AISD hosts focus group at Palo Duro High School, gets community input for potential $70 million grant

Local News

AMARILLO, Texas (KAMR/KCIT) — The Amarillo Independent School District held a focus group on the Elementary and Secondary School Emergency Relief (ESSER) III grant Tuesday night at Palo Duro High School. The meeting was hosted in partnership with the Amarillo branch of the NAACP and community leaders, and served to get community input of potential funds available from the grant.

The ESSER III grant is part of the American Rescue Plan, in which Texas is scheduled to receive $12.4 billion. Of that money, the district said it could receive up to $70 million for various student/teacher improvements across AISD, as the district works to return normalcy to its classrooms. All funds the district receives from the grant must be spent by the 2025-2026 school year.

Community leaders such as Rev. Bennie Anderson, Pastor of New Hope Baptist Church, said it’s important that people show up and have a voice in how the money could potentially be used.

“AISD is interested to hear the voices from the community,” Rev. Anderson said. “How it affected them economically, how it affected them and their grades, so that they’ll know how to put that money to work to help our communities.”

The meeting served as part of the information gathering process, which will last through late summer. AISD added that it has done other focus groups concerning the grant and the application process, with other Amarillo communities.

AISD students were negatively impacted in several ways by the COVID-19 pandemic. For instance, the district said the number of students below grade level is expected to increase due to gaps and deficiencies that may have arisen as a result of quarantine and the lack of direct instruction.

AISD students, the district told us, lose 2.5 months of instruction in a typical year due to the summer break, in what is called the summer slide. However, with all of the changes brought on by COVID-19, that slide increased to 5.7 months of instructional loss.

The inconsistencies in directional teaching and instruction, brought on by a mix of traditional in-person learning, then having to switch to virtual learning in quarantine, played a big part in the social, emotional and educational struggles many AISD students faced over the last school year, district officials said.

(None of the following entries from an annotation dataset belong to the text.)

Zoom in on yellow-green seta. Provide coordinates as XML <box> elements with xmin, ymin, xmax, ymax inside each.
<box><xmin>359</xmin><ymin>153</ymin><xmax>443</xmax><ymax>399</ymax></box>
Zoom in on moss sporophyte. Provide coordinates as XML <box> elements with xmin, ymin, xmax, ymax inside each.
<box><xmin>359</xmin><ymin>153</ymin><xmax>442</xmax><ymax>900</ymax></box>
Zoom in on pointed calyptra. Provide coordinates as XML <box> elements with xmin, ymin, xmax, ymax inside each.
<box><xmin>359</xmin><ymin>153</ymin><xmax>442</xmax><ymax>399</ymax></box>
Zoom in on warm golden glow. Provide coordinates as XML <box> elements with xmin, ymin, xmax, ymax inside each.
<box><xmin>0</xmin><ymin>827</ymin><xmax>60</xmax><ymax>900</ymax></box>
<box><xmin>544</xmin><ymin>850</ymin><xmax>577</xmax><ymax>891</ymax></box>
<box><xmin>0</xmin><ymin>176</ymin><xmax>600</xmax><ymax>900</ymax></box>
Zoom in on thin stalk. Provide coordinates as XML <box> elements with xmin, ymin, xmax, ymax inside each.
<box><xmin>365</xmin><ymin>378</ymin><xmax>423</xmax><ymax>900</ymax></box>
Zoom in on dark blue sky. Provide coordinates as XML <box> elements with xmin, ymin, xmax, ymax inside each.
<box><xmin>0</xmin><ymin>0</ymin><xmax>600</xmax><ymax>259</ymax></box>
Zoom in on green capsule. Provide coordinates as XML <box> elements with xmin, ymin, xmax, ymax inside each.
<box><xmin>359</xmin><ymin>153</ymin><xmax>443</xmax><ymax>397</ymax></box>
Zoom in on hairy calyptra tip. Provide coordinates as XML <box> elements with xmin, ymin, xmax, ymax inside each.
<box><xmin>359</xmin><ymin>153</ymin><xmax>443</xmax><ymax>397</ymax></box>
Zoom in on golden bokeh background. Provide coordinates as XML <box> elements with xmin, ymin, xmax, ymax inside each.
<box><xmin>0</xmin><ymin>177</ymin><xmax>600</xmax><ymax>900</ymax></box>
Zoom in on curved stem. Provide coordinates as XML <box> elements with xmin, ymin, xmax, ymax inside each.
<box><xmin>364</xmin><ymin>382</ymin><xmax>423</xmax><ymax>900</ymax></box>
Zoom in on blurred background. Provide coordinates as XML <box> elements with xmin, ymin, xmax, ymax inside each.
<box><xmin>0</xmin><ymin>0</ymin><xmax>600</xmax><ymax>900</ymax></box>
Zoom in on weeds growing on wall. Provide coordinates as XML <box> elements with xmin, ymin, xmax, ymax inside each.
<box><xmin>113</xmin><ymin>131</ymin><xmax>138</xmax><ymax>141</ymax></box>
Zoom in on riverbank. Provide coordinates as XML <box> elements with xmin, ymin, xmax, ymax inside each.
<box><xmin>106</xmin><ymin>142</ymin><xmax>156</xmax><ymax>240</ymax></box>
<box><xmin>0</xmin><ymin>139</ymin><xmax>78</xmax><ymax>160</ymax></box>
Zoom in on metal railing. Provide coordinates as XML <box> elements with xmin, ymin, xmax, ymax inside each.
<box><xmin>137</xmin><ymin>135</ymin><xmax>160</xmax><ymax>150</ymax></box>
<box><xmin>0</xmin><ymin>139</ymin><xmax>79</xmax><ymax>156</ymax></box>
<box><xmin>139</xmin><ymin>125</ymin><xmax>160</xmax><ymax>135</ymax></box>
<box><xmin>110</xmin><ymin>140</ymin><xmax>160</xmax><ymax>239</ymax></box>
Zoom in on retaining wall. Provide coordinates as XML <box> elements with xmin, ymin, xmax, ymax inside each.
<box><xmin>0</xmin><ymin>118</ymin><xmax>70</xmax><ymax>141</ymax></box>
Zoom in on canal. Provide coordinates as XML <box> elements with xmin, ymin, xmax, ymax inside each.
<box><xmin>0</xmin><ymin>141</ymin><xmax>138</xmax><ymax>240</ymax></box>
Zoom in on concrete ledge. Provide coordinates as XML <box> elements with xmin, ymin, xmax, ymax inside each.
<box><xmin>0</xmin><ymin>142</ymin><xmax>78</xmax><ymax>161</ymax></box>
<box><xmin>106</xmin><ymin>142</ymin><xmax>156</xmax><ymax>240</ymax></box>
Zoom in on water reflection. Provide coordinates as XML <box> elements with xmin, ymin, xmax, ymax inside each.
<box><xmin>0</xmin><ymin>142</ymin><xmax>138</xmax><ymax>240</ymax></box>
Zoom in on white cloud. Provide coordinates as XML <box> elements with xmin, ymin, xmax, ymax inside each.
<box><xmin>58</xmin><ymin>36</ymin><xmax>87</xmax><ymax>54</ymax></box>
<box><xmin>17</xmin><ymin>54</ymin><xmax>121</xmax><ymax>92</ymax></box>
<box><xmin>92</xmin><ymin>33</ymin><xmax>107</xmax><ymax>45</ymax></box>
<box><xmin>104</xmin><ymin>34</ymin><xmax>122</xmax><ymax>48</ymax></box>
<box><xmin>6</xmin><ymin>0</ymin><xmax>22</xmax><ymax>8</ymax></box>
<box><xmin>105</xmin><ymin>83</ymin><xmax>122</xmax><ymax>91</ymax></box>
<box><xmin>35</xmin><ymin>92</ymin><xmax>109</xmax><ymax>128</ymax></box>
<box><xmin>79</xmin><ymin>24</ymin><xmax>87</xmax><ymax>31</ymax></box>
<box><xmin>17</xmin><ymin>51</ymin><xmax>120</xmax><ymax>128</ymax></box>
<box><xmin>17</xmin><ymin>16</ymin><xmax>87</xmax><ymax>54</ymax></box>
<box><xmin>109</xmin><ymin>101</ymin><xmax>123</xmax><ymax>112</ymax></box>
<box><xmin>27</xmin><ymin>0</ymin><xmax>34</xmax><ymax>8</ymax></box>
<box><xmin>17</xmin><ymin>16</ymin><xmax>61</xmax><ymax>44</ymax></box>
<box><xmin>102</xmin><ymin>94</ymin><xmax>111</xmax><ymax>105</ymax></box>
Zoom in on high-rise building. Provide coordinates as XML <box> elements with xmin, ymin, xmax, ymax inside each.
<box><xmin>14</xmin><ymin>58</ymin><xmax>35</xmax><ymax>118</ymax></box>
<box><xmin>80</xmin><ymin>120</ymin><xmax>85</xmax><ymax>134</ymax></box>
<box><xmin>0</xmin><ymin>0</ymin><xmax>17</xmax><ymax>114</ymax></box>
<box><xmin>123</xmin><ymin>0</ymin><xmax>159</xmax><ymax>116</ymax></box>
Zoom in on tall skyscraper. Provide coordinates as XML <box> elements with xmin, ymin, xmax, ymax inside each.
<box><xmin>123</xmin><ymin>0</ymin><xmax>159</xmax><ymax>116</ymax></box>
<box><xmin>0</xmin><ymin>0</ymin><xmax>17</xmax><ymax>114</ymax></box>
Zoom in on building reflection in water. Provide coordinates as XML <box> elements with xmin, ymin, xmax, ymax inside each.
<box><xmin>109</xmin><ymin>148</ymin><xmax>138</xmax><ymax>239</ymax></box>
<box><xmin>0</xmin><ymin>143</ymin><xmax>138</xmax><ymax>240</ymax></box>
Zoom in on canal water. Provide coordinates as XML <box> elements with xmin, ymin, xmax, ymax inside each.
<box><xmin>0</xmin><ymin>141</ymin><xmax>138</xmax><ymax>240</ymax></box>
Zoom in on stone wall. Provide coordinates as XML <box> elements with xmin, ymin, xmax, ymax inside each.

“Our number one priority has to be the social and emotional development of our students,” said Patrick Miller, AISD Educator and President of the Amarillo Branch of the NAACP. “Being isolated due to quarantines or having just the constant inconsistency as far as education goes, because sometimes it may have been traditional in-person, but due to quarantine, it may have been virtual. So dealing with the ramifications of that, and whatever gaps and deficiencies may have actually arisen as a result of that, I think we really have to look at the social development of our students.”

Add to that the pre-pandemic economic hardships of several AISD families, and you have the potential for many students to feel forgotten about or left behind. Miller said that is something that AISD is committed to avoiding.

“It says that they are committed to hearing from those voices that for far too long have gone unheard,” he said. “It pleases me to see that we continue to showcase that this is a community effort, and we truly desire to make sure however we prioritize these funds, that they are spent, and that the needs that are truly the focus of the community that it represents.”

In previous community meetings, the district learned that some of the issues facing AISD students are difficulty learning and keeping up due to quarantine, loss of motivation to read without the teacher, loss of friends due to not being able to connect with them, some students’ love of classes like science, were hampered, because they were unable to do lab activities.

These are just some of the reasons leaders of the community like Rev. Anderson are passionate about voices being heard, but also grateful that AISD is listening.

“It means everything,” he said. “To be able to have a voice on the decisions that are made about you and your children. To have a say-so, that is big time, and I think that we should take full advantage of that.”

AISD said there is a board meeting and public hearing scheduled on July 19th, and the grant submission deadline is July 27th.